Caesars Head Gary Loveman Still Miffed over Massachusetts
Gary Loveman, CEO of Caesars Entertainment and a native of the city of Boston, clearly isn’t taking his company’s rejection there lightly.
CDC Gaming Reports ran a story this weekend noting that Loveman is still angry that Caesars was forced to back away from a plan to put a $1 billion casino at the site of the historic Suffolk Downs racetrack, also the company’s former partner in the would-be development.
Company walked away late last month
Caesars made a hasty exit from Massachusetts in late October after regulators uncovered allegedly organized crime ties to an investor in a now-cancelled Nevada hotel redevelopment project that would have seen the old Bill’s Gamblin’ Hall on the Las Vegas Strip transformed into a luxury hotel modeled after one in New York, the Gansevoort.
Both Caesars and the investor in question, German-born Arik Kislin, have criticized Massachusetts regulators as being far too strict.
Even Steve Wynn, another competitor for the lone Boston-area casino license expected to be issued sometime early in 2014, has said that he was surprised that Caesars was deemed unsuitable to operate in the state.
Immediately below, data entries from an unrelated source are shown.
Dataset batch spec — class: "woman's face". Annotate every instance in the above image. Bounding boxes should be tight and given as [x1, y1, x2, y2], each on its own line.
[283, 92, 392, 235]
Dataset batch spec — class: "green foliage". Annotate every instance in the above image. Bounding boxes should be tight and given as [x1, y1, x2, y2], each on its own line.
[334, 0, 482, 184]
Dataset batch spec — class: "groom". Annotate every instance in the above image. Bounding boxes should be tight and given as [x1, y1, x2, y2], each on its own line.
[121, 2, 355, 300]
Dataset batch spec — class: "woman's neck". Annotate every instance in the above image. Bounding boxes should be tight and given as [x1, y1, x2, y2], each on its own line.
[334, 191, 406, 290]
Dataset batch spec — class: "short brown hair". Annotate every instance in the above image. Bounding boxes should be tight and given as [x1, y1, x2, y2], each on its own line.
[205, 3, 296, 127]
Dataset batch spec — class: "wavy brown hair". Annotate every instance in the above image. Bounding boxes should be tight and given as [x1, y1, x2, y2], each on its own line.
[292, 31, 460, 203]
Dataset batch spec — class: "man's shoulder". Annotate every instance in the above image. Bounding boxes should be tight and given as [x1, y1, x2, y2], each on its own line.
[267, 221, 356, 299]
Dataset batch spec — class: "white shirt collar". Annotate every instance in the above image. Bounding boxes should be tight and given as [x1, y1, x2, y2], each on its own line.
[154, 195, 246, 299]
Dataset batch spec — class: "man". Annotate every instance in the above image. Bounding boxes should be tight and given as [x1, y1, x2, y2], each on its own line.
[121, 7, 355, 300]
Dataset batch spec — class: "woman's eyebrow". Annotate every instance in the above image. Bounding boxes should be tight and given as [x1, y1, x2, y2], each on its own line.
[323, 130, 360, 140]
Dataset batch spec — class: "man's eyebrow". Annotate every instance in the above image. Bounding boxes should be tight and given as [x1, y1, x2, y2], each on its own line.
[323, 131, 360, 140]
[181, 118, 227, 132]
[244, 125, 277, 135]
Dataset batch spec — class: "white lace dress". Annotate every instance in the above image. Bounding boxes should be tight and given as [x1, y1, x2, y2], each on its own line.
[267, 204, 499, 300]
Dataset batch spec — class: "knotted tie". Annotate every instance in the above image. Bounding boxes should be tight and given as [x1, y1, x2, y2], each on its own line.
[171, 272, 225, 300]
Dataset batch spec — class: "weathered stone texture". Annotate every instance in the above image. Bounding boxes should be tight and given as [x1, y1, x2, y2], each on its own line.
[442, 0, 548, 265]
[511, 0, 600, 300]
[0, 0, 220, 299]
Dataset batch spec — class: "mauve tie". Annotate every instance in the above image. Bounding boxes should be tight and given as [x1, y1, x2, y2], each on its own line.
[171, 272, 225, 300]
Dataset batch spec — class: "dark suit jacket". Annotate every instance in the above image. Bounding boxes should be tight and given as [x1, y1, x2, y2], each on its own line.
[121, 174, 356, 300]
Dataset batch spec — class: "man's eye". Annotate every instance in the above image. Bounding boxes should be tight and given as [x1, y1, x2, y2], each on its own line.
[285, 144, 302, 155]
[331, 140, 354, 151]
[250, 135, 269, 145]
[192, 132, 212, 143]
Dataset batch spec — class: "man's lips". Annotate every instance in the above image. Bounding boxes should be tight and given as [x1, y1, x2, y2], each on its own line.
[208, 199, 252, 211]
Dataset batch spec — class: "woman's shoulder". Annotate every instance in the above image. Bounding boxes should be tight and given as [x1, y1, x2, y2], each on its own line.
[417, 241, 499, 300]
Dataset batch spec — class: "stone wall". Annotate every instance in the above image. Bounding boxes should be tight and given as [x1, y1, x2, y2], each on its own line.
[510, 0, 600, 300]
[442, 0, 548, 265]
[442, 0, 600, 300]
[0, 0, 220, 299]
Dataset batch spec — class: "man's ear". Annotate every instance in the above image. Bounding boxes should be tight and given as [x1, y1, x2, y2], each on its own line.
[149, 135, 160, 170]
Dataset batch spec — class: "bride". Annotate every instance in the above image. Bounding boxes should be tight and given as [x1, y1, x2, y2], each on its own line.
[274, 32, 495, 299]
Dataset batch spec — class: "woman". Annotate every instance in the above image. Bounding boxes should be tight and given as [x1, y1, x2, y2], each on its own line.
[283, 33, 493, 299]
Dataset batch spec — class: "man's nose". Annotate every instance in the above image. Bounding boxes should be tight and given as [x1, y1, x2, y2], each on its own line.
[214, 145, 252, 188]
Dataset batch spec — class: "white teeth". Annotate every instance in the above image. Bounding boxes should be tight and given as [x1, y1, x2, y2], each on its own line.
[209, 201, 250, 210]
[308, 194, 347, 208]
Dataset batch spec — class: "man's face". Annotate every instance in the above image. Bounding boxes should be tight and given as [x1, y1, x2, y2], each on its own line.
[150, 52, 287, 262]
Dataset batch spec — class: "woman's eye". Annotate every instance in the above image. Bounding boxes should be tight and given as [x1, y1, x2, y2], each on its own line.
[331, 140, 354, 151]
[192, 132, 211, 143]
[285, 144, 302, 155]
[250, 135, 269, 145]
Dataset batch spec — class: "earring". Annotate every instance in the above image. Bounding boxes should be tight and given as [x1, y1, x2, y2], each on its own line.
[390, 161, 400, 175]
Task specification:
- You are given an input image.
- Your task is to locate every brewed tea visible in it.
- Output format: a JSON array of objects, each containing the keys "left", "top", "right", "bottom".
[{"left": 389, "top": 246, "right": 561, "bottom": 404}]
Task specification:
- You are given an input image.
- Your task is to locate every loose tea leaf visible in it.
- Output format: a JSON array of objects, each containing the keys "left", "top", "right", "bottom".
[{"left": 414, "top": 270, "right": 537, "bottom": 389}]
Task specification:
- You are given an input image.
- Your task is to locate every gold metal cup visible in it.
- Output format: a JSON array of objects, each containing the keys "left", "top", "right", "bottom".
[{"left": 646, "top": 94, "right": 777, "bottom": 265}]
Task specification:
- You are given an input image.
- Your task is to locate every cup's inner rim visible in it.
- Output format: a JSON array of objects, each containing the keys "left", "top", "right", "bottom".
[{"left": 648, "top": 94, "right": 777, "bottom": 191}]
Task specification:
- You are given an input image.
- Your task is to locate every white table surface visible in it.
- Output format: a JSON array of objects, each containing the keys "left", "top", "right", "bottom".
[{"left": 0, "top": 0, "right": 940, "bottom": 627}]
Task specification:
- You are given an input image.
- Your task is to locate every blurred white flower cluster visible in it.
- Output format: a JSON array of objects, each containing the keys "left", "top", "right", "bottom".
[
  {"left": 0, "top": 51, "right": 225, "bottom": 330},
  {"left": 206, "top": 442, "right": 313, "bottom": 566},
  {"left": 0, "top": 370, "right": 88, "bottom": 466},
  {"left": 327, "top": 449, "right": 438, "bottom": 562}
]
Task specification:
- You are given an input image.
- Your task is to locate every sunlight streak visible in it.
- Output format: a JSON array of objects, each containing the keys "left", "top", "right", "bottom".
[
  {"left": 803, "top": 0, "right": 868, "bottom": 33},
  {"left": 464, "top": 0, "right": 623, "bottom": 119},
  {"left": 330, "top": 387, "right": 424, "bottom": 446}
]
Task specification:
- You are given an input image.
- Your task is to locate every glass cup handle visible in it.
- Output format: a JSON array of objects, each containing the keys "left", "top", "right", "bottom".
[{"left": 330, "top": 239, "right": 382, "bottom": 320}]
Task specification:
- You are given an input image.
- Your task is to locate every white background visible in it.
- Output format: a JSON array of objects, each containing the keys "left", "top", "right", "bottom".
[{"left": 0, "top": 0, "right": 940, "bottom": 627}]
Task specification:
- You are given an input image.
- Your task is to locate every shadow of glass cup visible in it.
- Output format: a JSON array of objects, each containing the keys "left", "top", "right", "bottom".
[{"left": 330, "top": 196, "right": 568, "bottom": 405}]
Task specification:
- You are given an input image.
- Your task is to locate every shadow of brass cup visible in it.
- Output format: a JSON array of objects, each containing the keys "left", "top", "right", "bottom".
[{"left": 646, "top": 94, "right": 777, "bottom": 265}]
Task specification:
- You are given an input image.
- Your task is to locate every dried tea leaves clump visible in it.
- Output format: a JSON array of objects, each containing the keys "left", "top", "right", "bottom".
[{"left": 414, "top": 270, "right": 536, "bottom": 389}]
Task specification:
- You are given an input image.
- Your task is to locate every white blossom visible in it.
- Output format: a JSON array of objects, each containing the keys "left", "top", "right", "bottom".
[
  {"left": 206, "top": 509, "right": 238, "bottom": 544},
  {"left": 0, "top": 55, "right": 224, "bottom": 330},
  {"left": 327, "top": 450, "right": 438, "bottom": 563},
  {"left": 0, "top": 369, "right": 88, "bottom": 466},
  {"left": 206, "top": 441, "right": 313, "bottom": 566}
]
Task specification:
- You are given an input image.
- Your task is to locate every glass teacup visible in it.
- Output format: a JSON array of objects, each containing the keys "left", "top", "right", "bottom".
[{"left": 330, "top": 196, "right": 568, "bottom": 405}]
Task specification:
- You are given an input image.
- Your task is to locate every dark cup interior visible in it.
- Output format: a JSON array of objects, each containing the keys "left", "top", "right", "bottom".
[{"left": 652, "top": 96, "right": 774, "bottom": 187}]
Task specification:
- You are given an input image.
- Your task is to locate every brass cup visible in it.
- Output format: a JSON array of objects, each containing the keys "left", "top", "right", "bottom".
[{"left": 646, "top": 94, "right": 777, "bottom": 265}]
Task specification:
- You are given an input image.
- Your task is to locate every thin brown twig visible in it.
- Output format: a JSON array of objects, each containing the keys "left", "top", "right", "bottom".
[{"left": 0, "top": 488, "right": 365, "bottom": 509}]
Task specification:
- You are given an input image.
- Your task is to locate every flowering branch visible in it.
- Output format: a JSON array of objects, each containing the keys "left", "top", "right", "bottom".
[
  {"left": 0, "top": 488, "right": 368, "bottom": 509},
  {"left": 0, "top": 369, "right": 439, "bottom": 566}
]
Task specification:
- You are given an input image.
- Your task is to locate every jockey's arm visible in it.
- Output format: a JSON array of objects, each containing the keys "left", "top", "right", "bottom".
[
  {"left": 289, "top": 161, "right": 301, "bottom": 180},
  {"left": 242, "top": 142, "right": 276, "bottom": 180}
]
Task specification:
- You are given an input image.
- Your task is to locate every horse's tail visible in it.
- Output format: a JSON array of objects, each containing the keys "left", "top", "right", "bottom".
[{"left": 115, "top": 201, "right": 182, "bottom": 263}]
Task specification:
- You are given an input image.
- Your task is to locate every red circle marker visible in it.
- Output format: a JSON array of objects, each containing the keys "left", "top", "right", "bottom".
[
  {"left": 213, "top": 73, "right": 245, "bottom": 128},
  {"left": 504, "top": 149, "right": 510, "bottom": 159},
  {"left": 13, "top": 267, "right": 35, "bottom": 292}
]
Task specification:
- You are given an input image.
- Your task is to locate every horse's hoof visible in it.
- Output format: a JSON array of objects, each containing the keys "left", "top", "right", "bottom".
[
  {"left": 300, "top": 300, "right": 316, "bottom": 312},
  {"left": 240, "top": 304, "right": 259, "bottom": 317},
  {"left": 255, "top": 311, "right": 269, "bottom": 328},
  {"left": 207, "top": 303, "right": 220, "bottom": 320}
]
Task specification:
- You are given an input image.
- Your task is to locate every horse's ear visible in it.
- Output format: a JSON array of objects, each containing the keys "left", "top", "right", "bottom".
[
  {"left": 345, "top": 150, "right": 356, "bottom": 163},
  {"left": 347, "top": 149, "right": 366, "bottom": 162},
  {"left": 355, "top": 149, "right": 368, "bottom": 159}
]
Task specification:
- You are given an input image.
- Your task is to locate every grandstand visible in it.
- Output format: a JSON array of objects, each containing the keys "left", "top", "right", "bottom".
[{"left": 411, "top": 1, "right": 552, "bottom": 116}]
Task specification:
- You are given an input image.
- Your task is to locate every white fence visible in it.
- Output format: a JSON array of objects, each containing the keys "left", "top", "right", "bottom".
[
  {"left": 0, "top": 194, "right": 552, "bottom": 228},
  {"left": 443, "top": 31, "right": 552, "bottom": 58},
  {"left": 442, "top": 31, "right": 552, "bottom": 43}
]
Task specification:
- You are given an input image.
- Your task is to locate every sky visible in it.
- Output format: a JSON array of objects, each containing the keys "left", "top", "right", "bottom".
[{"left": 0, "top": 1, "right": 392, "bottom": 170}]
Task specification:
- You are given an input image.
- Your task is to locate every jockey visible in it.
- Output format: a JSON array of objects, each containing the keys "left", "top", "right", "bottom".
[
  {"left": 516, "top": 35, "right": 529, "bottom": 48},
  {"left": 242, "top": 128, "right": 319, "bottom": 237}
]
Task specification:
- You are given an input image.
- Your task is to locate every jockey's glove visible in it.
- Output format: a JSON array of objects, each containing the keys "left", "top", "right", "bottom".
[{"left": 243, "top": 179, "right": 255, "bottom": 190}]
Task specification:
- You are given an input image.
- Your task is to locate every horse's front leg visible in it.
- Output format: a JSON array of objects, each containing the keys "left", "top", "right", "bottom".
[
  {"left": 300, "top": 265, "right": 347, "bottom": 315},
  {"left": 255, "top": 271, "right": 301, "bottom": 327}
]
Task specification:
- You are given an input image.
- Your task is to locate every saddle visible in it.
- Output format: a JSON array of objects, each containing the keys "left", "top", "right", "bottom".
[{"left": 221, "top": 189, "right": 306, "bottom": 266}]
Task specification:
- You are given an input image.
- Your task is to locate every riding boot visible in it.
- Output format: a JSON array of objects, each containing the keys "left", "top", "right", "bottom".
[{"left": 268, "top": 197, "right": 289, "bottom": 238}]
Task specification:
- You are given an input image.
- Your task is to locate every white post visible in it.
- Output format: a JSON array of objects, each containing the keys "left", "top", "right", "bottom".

It is worth noting that while Wynn passed a required voter referendum with overwhelming local support for its Everett casino plan back in June, the company has yet to clear regulatory background checks.
Suffolk Downs, located in the neighborhood of East Boston, lost its November 5 voter referendum in the wake of the departure of Caesars from the project. The loss of Caesars happened so close to election time that the company’s name still appeared on ballots, a fact that seemed to add to voter confusion even though Suffolk Downs had vowed to locate a new casino partner before the final application deadline of December 31.
Time has not healed Loveman’s wounds
For his part, a month later native son Loveman is still fuming.
“It’s not like we’re a new applicant with a great deal of uncertainty. We’re on display for examination every day,” Loveman said this week.
“If Steve (Wynn) had put in a better proposal than us and they had chosen Wynn, then congratulations to Steve. It would have been a better result than this,” he continued.
Massachusetts licenses much sought-after
Prior to his company’s ouster from the state, Loveman had been talking up Boston as having the potential to be the nation’s next big gambling center, an East coast answer to Las Vegas.
Indeed, for much of 2013 the competition for the three new casino licenses to be issued there has attracted a great deal of media attention as big name companies have fought to win approval from Massachusetts residents and gaming officials.
As we reported yesterday, this week Massachusetts regulators deemed Foxwoods Casino, the backer of a casino plan for the city of Milford, suitable to operate in the state so long as it was able to secure a partner to provide additional financing for the project. Foxwoods did just that, on Friday announcing that it had entered into a deal with Gaming and Leisure Properties Inc., a company formerly owned by Penn National, ahead of a public vote on the matter scheduled to take place on Tuesday.